Morton Daniel Kostin

Bio/Description

Morton Kostin will transfer to emeritus status on July 1, 2013, following forty-nine years on the regular faculty in Princeton’s Department of Chemical Engineering, known as the Department of Chemical and Biological Engineering (or CBE) since 2010. Mort spent his entire faculty career at Princeton, and holds the distinction of longest service by a regular faculty member in the CBE department’s history, having educated literally generations of Princeton students.

Born in Chicago in 1936, Mort received his bachelor’s degree from the Cooper Union and his master’s and doctoral degrees from Harvard University. He joined Princeton as a research associate, later becoming a Sloan Postdoctoral Fellow and a visiting lecturer. He was appointed as assistant professor on July 1, 1964, promoted to associate professor in 1968, and promoted to professor in 1976. Mort’s longstanding research interests have been in chemical kinetics, particularly in deriving fundamental equations that underpin the observed rates of chemical reactions. A special interest was in understanding the rates of chemical reactions when the reactants were not near thermal equilibrium, so-called “hot atoms” (or molecules).

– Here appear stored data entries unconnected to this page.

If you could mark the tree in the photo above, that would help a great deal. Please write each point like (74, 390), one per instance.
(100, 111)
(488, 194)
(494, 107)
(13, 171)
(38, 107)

Today, Mort is perhaps best known to Princeton students as an instructor in MAE 305/CBE 305/EGR 305, “Mathematics in Engineering I,” our foundational course in differential equations. This course, required for CBE and mechanical and aerospace engineering concentrators, also draws students from other engineering and natural science departments and frequently has enrollments in triple digits, which few other courses in engineering can boast. Mort also frequently taught undergraduate courses in thermodynamics, graduate courses in thermodynamics and applied mathematics, and graduate elective courses in his specialty areas of numerical methods and in the applications of quantum theory.

To his colleagues in the Department of Chemical and Biological Engineering, Mort’s long service and sharp memory provide an almost encyclopedic knowledge of past procedures, dating back over the tenure of eight department chairs. His unflagging pursuit of a generalization of transition state theory, on which one could often find him working on weekends and evenings, has been legendary. We wish Mort the best in his retirement.